Scenario (c), by contrast, is predicted by the P600-as-P3 perspective, while models this website assigning the P600 a specific role in structural/combinatorial processing might require post hoc amendments to explain this scenario. The present study aimed to test these hypotheses. Please note that, in line with recent
calls for dissociating exploratory from confirmatory research (Wagenmakers, Wetzels, Borsboom, van der Maas, & Kievit, 2012), we pre-registered the experiment (German Clinical Trial Registry, ID: DRKS00004596), making our predictions and methods publicly available before data collection was initiated. Twenty monolingually raised native speakers of German (three men; mean age 24.75, range 21–42) participated in the experiment after giving written informed consent. Participants were right-handed, had good auditory acuity and normal or corrected-to-normal vision. All were students of the University of Mainz, receiving course credit for their participation. Experimental stimuli were constructed by a strict scheme, resulting in sentences of the structure shown in example (1). Each sentence consisted of a hyperonym and two potential hyponyms, always presented in that order. Only Ibrutinib these three nouns and their determiners
were varied across sentences. Control sentences (1a), of which subjects heard 150, contained a hyperonym and two hyponyms.
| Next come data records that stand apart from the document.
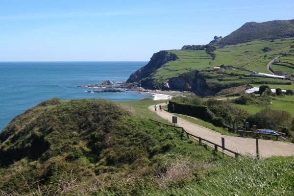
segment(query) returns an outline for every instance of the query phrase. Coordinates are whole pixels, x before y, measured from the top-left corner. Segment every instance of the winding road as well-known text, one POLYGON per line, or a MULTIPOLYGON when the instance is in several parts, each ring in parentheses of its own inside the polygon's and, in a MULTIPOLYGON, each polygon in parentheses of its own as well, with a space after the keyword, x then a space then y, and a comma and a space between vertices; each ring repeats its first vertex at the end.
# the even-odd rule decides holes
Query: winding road
MULTIPOLYGON (((166 105, 161 103, 162 105, 166 105)), ((159 104, 158 104, 159 105, 159 104)), ((154 111, 154 106, 148 107, 163 119, 172 122, 172 117, 174 116, 163 110, 154 111)), ((177 125, 182 127, 188 133, 201 137, 219 145, 221 145, 221 137, 224 138, 226 148, 238 152, 242 155, 256 156, 256 140, 255 139, 223 135, 212 130, 194 124, 177 117, 177 125)), ((259 157, 266 158, 272 156, 294 156, 294 144, 259 139, 259 157)), ((209 145, 208 144, 208 145, 209 145)), ((220 149, 219 149, 220 150, 220 149)), ((228 154, 229 155, 229 154, 228 154)))
POLYGON ((272 59, 272 60, 270 61, 269 63, 268 63, 268 64, 267 64, 267 69, 268 69, 268 71, 269 72, 270 72, 270 74, 272 74, 273 75, 274 74, 270 71, 270 66, 271 66, 271 64, 272 63, 273 63, 273 62, 275 60, 277 59, 279 57, 280 57, 280 56, 277 56, 276 57, 275 57, 275 58, 274 58, 273 59, 272 59))

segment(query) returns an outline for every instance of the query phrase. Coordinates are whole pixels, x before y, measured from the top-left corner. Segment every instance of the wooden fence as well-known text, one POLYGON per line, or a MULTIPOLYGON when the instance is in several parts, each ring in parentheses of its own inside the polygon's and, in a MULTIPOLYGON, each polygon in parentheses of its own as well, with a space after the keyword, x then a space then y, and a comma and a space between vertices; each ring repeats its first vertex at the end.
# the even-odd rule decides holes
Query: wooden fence
POLYGON ((214 150, 216 152, 218 151, 218 147, 220 147, 220 149, 222 150, 222 152, 224 152, 224 150, 227 151, 228 152, 230 152, 231 153, 235 154, 235 156, 236 157, 238 157, 239 156, 241 155, 241 154, 240 153, 239 153, 238 152, 235 152, 234 151, 231 150, 230 150, 229 149, 226 148, 224 147, 223 147, 222 146, 219 145, 218 145, 217 144, 215 144, 215 143, 213 143, 212 142, 211 142, 211 141, 210 141, 209 140, 206 140, 206 139, 205 139, 204 138, 201 138, 200 137, 196 136, 194 135, 193 135, 192 134, 191 134, 190 133, 188 133, 187 131, 186 131, 186 130, 185 130, 185 129, 184 128, 182 127, 178 126, 175 126, 175 125, 171 125, 171 124, 167 124, 167 123, 164 123, 164 122, 159 122, 159 121, 155 121, 155 120, 152 120, 152 119, 149 119, 149 120, 150 120, 150 121, 151 121, 154 122, 157 122, 157 123, 160 123, 160 124, 164 124, 164 125, 165 125, 166 126, 171 126, 171 127, 175 127, 175 128, 180 128, 180 129, 182 129, 182 131, 183 132, 185 132, 186 133, 186 135, 187 135, 187 137, 188 138, 189 138, 189 137, 190 137, 189 136, 191 136, 193 137, 194 139, 196 139, 196 139, 198 139, 198 141, 199 141, 199 144, 201 144, 202 142, 202 141, 206 142, 207 143, 209 143, 211 145, 212 145, 212 146, 214 146, 214 150))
Syntactic violation sentences (1b), of which subjects heard 110, consisted of a hyperonym and two of its hyponyms, one of which (balanced across 1st and 2nd positions) was preceded by an article not agreeing in grammatical gender with the hyponym. Agreement violations, including gender mismatches,
have previously been found to elicit P600 effects see more (Hagoort and Brown, 1999 and Molinaro et al., 2011). Semantic violations (1c), of which subjects heard 40, consisted of a hyperonym, one of its hyponyms, and one noun phrase that had been exchanged with a noun phrase from another sentence. Semantic errors of this sort typically induce N400 effects (Kutas & Federmeier, 2011), sometimes followed by an additional P600 (e.g. Roehm et al., 2007 and Sanford et al., 2011). We used a higher number of sentences in the two conditions of primary interest – the control condition and the syntactic violation condition, where we expected to observe a P600 – than in typical studies of sentence processing in order to enable us to conduct single trial analyses. Because we were unable to produce 300 different hyponyms, many hyponyms were shared across sets. However, we ensured that no sentences were repeated verbatim, and neither condition (structural violation, semantic violation or correct) nor violation time point were predictable before the actual violation point/critical point (1st or 2nd hyponym for violation sentences, and 2nd hyponym for control sentences).